Autumn Residency 2012

Artists in Residence, 2012

Pictured clockwise from top left are a video still from Montaña en Sombra by Lois Patiño, ping pong setup by Susie Tarnowicz, Homemade Flotation Device by Colin Matthes and Dead FriendZ by Marc Horowitz.

Lois Patino

I am a filmmaker and artist with a background in psychology studies. My video works move in the borderland between video art, documentary and experimental film. My main interest lies in the study of the processes of identity and consciousness. This initially led to studying psychopathologies where identity is destroyed and replaced, or to reflections on death and memory loss, where the self disappears. In recent years my attention has focused on the perception and the notion of landscape, with a special attention towards the environmental influence of human development. This view carries an animistic conception of nature with a main interest in the contemplation and pursuit of the sublime. Along this way around the study of perception, consciousness and image, the discovery of the philosopher Henri Bergson and especially his concept of dureé (“duration”) has been decisive. Stating that during a very intense experience, external time stops while the internal time of our introspective experience expands in our mind. I have most recently been working around this idea of altered time and space.

loispatino.com

Susie Tarnowicz

l have constructed what I need, and what I don’t know. There are currently no walls in this project: there are panels stacked and stored and moved around to make space for us. My experiences in farming, agriculture and teaching have built shapes for me to work with as an artist. Painting, to me, is a valuable practical tool and a space to tacitly merge dimensions visually, physically, and conceptually. It is a practice and a medium that necessitates the presence of both spiritual and physical contact in the creation of a space.
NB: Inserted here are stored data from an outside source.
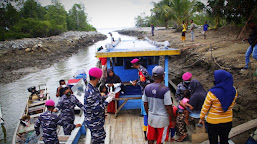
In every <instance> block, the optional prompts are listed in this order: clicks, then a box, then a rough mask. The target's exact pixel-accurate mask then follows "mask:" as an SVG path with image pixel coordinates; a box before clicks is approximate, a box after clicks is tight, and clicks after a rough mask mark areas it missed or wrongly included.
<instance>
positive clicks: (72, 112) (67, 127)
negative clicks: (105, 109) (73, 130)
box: [56, 95, 84, 135]
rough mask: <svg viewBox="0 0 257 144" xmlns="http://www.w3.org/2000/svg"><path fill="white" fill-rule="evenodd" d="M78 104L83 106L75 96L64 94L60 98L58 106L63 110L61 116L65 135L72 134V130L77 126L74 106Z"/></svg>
mask: <svg viewBox="0 0 257 144" xmlns="http://www.w3.org/2000/svg"><path fill="white" fill-rule="evenodd" d="M76 105H77V106H78V107H80V108H83V106H84V105H83V104H82V103H80V102H79V100H78V99H77V98H76V97H75V96H74V95H70V96H66V95H63V96H62V97H60V98H59V101H58V104H57V106H56V108H57V109H58V110H61V114H60V115H59V118H60V120H61V123H62V125H63V131H64V134H65V135H70V134H71V131H72V130H73V129H74V128H75V125H74V120H75V112H74V107H75V106H76Z"/></svg>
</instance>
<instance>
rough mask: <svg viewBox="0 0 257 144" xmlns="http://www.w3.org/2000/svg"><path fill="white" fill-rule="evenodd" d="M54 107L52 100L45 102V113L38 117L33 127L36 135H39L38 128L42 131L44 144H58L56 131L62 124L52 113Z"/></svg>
mask: <svg viewBox="0 0 257 144" xmlns="http://www.w3.org/2000/svg"><path fill="white" fill-rule="evenodd" d="M54 105H55V103H54V101H53V100H47V101H46V103H45V106H46V107H47V111H46V112H44V113H43V114H41V115H40V116H39V117H38V119H37V121H36V123H35V126H34V127H35V131H36V134H37V135H39V134H40V127H41V128H42V129H43V141H44V143H51V144H59V140H58V136H57V132H56V130H57V125H61V126H63V124H62V123H60V119H59V118H58V117H57V115H55V114H53V113H52V112H53V111H54ZM75 127H81V125H80V124H77V125H75Z"/></svg>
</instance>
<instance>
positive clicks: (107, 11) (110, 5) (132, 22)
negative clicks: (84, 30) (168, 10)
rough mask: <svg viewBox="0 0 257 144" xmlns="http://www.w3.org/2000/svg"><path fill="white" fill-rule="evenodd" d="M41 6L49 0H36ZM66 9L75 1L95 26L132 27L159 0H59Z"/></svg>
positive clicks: (113, 27) (101, 27) (98, 26)
mask: <svg viewBox="0 0 257 144" xmlns="http://www.w3.org/2000/svg"><path fill="white" fill-rule="evenodd" d="M37 1H38V2H40V3H41V5H42V6H46V5H49V4H51V0H37ZM59 1H60V2H61V3H62V4H63V5H64V7H65V9H66V10H67V11H68V10H70V9H71V8H72V6H73V4H75V3H78V4H80V3H82V4H84V5H85V7H86V10H85V11H86V12H87V14H88V17H89V23H90V24H92V25H93V26H94V27H96V28H119V27H134V26H135V20H134V18H135V17H136V16H138V15H140V14H141V13H143V12H145V13H146V14H148V15H150V9H152V8H153V4H152V2H153V1H155V2H158V1H160V0H59Z"/></svg>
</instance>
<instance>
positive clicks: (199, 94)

Writing has become a textural, routine, supplementary component to my work. I am interested in the human set-up and its natural attachment to painting, and I have found that in order to investigate this fully, I must make my work in a rural environment where experience and relationships are rooted in primal detail and instinct.

susietarnowicz.com

Susie Tarnowicz, ping pong table, 2012

Colin Matthes

The things I make are perverted ideas of real solutions…but I am obsessed with problem solving and why some things are attended to and others are not… These inventions may not be about solutions, but about questions, about seeing things to be done and saying let me do it, about wondering if irony still has a place in a world of unmanned drones, spray on tans, and reality television. Concerning my practice with ‘invention’ allows me to make work that addresses economic and environmental crisis from a funny, critical, fatalistic, and industrious point of view. Within these works the viewer will find advertising, questionable science, obsessiveness, paranoid ramblings, and genuine concern laced in humor. By making I find my own version of beauty, of defiance, of Do-It-Yourself resourcefulness.

ideasinpictures.org

Colin Matthes, Moving On, 2012

Marc Horowitz

I am many things: a virtual cross country explorer, a comedic performance enthusiast, sheep shearer, social experimentalist, ex-shoplifter and one of People Magazine’s 50 most eligible bachelors. My projects engage in a dialog with a diverse range of subjects including entertainment, advertising, architectural environments, commerce and the quest for daily meaning. I am constantly making lists of potential inventions, neologisms, moneymaking schemes, jokes, drawings, websites, characters and impromptu videos. It is my hope that my work speaks to “the moment,” reflects and critiques American idealism, expansionism, and capitalism; that it might parody pop culture so successfully it becomes re-appropriated by it.